Best Case: Someone buys the team.
Worst Case: Status quo.
They're bankrupt (still), don't have an owner (still) and will probably lose Shane Doan and Ray Whitney to free agency if/when the team moves (again).
Best Case: Sidney Crosby is healthy.
Worst Case: Sidney Crosby remains a question mark (or worse).
With all due respect to free agents-to-be like James Neal and Eric Tangradi, nothing matters in Pittsburgh if Crosby isn't healthy.
San Jose Sharks
Best Case: Cap goes up $3-5M.
Worst Case: Cap stays put.
The Sharks have 14 players currently on their NHL roster under contract for next year, leaving them with roughly $8.7M to fill the bottom third of their roster. The good news is the top end of their roster is as good as any in the league.
The bad news is they can only afford a little over $1M per player for one-third of their roster unless the cap goes up.
St. Louis Blues
Best Case: Find an owner, spend some money.
Worst Case: Continue to be handicapped by lack of stable ownership.
There are a few guys in St. Louis that will be interesting when July hits. Chris Stewart, TJ Oshie and David Perron will all be restricted free agents, while Brian Elliott and Barret Jackman will be unrestricted.
They've been playing so well this year and will have a ton of cap space, so they could be a big player in the free-agent market if they figure out their ownership situation.
Tampa Bay Lightning
Best Case: Find a goalie that can play, pay him.
Worst Case: Dwayne Roloson.
Scoring shouldn't be a problem for the Bolts, but they've been awful on the back end this year. They'll undoubtedly put any available resources into blue line depth and one (or two) new goalies.
Toronto Maple Leafs
Best Case: Keep Mikhail Grabovski and one of Cody Franson/Keith Aulie. Add depth, maybe a superstar.
Worst Case: Don't make a trade, don't land a top-tier free agent.
The Leafs are in a great position right now as the league's top needs approaching the trade market are centers and defensemen and they have an excess of...centers and defensemen.
They have a number of players hitting free agency in 2013, so that will undoubtedly have an influence on what they do this summer.
Best Case: Keep Cory Schneider.
Worst Case: Lose Schneider and don't replace him.

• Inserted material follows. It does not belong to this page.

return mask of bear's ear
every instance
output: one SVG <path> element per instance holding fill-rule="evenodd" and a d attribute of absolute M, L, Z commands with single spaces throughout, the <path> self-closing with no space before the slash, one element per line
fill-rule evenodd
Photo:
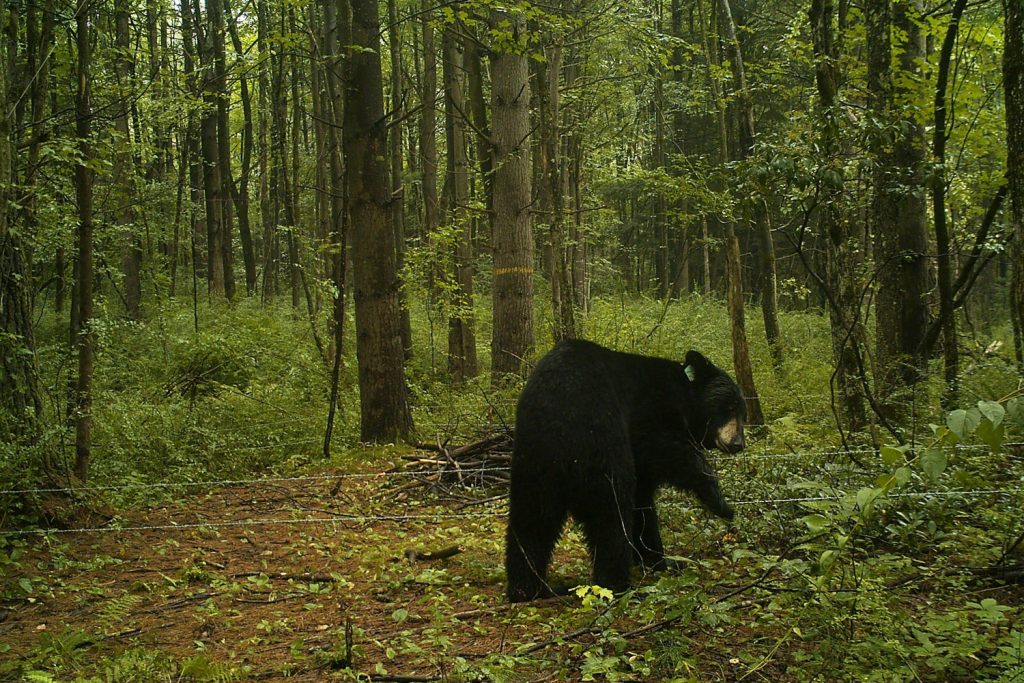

The offensive depth on the Canucks that's signed long-term is some of the best in the league, and the top end of their blue line is signed through at least next year. The biggest decision they'll have to make this summer is between the pipes.
With so many teams desperate for a goalie, the market for Schneider will be strong. Even though Vancouver controls his restricted rights, there might be enough value out there that he's worth moving.
But they must replace him if he doesn't return.
Best Case: Mike Green is healthy and stays, get value for Semin's rights.
Worst Case: Green and Dennis Wideman both leave, Alex Semin leaves.
Green's health makes him a huge question mark this summer, coming off a deal with a $5.25M cap number.
They'll have to determine whether or not they make a play with his restricted rights or put them on the market and look elsewhere, while they'll also have to make a decision up front with Alexander Semin.
Best Case: Keep Evander Kane, sign a goalie, add quality depth (see Florida Panthers).
Worst Case: Kane asks for too much money, don't get a goalie, don't add depth (see Tampa Bay Lightning)
Both of their NHL netminders are free agents this summer, and they'll have to add depth on their blue line as well. They're having a good season at the ticket window, though, and should have some money to spend on players like Evander Kane that they want/need to keep and bringing in outside help.